Line 4.  Fatigue  (associated with the neighborhood of Sanga and clan history: Ambara’s ancestors wore themselves out carrying soil from the bottoms of evaporating ponds up onto the rocky terraces of Bandiagara—beginning agriculture in this inhospitable desert environment;  Also indicating the curse of the human condition)

Line 5.  Banished brothers (For a mythic seven years in the past, the Dyon clan was banished from the villages of Ogol for breaking a serious taboo)

Line 6.  Men of Mud.  (“mud” indicates a water source and identifies the quarter of Ogol villages where Ambara’s immediate family lives)

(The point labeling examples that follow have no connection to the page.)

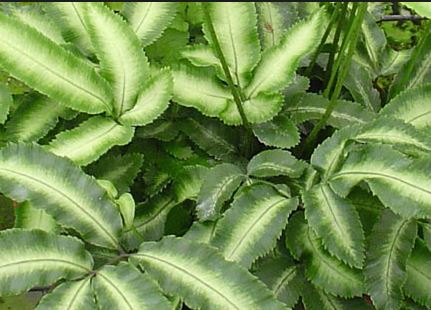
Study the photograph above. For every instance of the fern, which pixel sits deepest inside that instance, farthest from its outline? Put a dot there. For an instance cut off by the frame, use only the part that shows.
(215, 155)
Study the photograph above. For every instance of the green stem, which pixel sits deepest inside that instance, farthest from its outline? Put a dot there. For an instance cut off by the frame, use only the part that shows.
(235, 92)
(341, 24)
(137, 233)
(340, 57)
(351, 38)
(325, 36)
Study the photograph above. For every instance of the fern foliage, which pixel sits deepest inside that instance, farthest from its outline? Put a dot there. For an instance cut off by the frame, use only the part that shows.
(221, 155)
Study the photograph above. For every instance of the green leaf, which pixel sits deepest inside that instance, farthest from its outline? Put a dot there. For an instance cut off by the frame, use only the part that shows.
(211, 136)
(235, 27)
(417, 70)
(328, 156)
(394, 60)
(426, 228)
(126, 205)
(397, 180)
(418, 284)
(336, 221)
(109, 188)
(317, 299)
(121, 170)
(389, 247)
(150, 219)
(422, 8)
(201, 231)
(76, 295)
(69, 16)
(278, 64)
(412, 106)
(152, 101)
(41, 23)
(369, 208)
(125, 287)
(189, 182)
(29, 217)
(150, 19)
(33, 257)
(200, 89)
(224, 285)
(221, 181)
(270, 22)
(6, 102)
(394, 132)
(122, 61)
(271, 163)
(32, 120)
(201, 55)
(91, 139)
(166, 50)
(258, 109)
(66, 78)
(280, 132)
(359, 82)
(322, 269)
(282, 278)
(313, 106)
(56, 185)
(251, 227)
(370, 48)
(161, 129)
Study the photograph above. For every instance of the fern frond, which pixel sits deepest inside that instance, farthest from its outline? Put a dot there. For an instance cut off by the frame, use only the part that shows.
(66, 78)
(91, 139)
(250, 228)
(124, 286)
(54, 184)
(72, 295)
(336, 221)
(33, 257)
(221, 181)
(121, 58)
(225, 285)
(389, 247)
(278, 64)
(149, 19)
(271, 163)
(398, 181)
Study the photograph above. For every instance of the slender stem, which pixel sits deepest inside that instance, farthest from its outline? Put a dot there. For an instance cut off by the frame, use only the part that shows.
(390, 18)
(325, 36)
(137, 233)
(235, 92)
(351, 37)
(341, 23)
(344, 44)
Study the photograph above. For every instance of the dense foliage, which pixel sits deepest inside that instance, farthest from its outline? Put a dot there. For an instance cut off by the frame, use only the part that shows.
(216, 155)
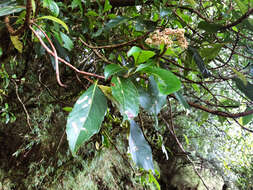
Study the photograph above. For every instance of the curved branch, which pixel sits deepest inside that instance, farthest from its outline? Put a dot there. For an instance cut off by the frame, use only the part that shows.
(26, 23)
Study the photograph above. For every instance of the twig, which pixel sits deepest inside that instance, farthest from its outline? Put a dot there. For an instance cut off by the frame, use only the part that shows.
(62, 60)
(55, 56)
(182, 149)
(113, 45)
(26, 23)
(19, 99)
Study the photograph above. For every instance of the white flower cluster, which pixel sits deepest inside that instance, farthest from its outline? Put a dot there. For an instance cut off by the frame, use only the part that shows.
(167, 37)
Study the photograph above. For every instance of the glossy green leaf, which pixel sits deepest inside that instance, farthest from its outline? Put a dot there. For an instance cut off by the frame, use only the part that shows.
(166, 80)
(182, 99)
(151, 100)
(209, 27)
(126, 94)
(246, 89)
(140, 150)
(7, 10)
(54, 19)
(112, 69)
(199, 62)
(86, 117)
(67, 42)
(140, 56)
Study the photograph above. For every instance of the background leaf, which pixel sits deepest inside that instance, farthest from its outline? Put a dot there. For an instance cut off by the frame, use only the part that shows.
(126, 94)
(151, 100)
(199, 62)
(246, 89)
(112, 69)
(140, 56)
(166, 80)
(86, 117)
(139, 148)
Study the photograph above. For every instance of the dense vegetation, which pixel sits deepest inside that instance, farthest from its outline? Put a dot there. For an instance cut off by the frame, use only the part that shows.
(165, 85)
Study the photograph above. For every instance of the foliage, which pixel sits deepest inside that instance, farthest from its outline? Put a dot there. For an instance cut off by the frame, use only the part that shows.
(176, 76)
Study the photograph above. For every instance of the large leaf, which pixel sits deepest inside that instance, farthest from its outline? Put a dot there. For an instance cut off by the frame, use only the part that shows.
(166, 80)
(248, 118)
(140, 56)
(151, 100)
(199, 62)
(209, 27)
(139, 148)
(7, 10)
(86, 117)
(126, 94)
(243, 8)
(112, 69)
(210, 52)
(247, 89)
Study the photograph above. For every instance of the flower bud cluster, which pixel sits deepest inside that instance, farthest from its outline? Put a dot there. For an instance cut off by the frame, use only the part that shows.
(168, 37)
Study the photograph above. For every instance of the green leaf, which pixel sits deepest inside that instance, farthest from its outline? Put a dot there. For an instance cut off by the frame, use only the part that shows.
(112, 69)
(166, 80)
(210, 52)
(181, 99)
(248, 118)
(17, 43)
(107, 6)
(246, 89)
(151, 100)
(67, 109)
(67, 42)
(199, 62)
(86, 117)
(241, 6)
(139, 148)
(126, 94)
(52, 6)
(54, 19)
(7, 10)
(140, 56)
(209, 27)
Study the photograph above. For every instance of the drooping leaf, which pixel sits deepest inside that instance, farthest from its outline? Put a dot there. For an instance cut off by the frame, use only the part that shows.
(112, 69)
(139, 148)
(17, 43)
(86, 117)
(140, 56)
(248, 118)
(241, 6)
(7, 10)
(67, 42)
(181, 99)
(126, 94)
(209, 27)
(107, 6)
(151, 100)
(199, 62)
(54, 19)
(52, 6)
(246, 89)
(166, 80)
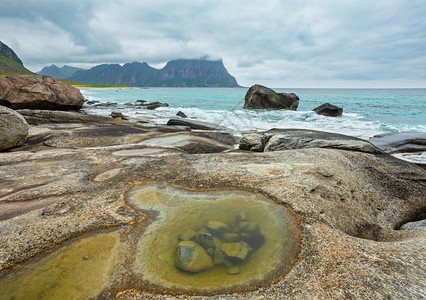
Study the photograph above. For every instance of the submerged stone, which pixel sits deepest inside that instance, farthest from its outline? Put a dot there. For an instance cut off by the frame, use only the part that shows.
(230, 237)
(205, 240)
(191, 257)
(241, 217)
(236, 251)
(187, 235)
(167, 264)
(233, 270)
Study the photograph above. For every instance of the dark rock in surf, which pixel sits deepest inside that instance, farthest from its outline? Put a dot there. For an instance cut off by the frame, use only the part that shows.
(329, 110)
(181, 114)
(261, 97)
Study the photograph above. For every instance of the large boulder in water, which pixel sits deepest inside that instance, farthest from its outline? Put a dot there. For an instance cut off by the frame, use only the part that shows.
(261, 97)
(191, 257)
(400, 142)
(329, 110)
(13, 128)
(290, 139)
(38, 92)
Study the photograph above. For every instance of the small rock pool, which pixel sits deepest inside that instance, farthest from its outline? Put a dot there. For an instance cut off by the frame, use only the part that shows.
(204, 243)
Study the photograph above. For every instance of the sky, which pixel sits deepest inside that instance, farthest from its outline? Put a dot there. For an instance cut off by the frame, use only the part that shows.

Line 7.  Cutter of the Road. (This final epithet characterizes Ambara’s personality type and social role—he has a facility of interpretation, which he has inherited from an ancestor whose life Ambara is reliving under different worldly circumstances.)

 

Animal medicine woman

[Call:] [Response:]
Jillian Animal medicine woman
Born in snow Animal medicine woman
Of Dane and Scot Animal medicine woman
With Wolf I walk Animal medicine woman
Helper of the animals Animal medicine woman

Student's Explication

Line 1.   Jillian (The individual's name )
Line 2.   Born in snow
(I came into this world early, in a snow bank outside the hospital.)
Line 3.   Of Dane and Scot
(I come from Danish and Scottish ancestry.)
Line 4.   With Wolf I walk
(My companion and protector and in some ways my spiritual guide is my wolf-hybrid.)
Line 5.   Helper of animals
(My social role in life when I have attained my full humanness on my life journey will be Doctor of Veterinary Medicine.)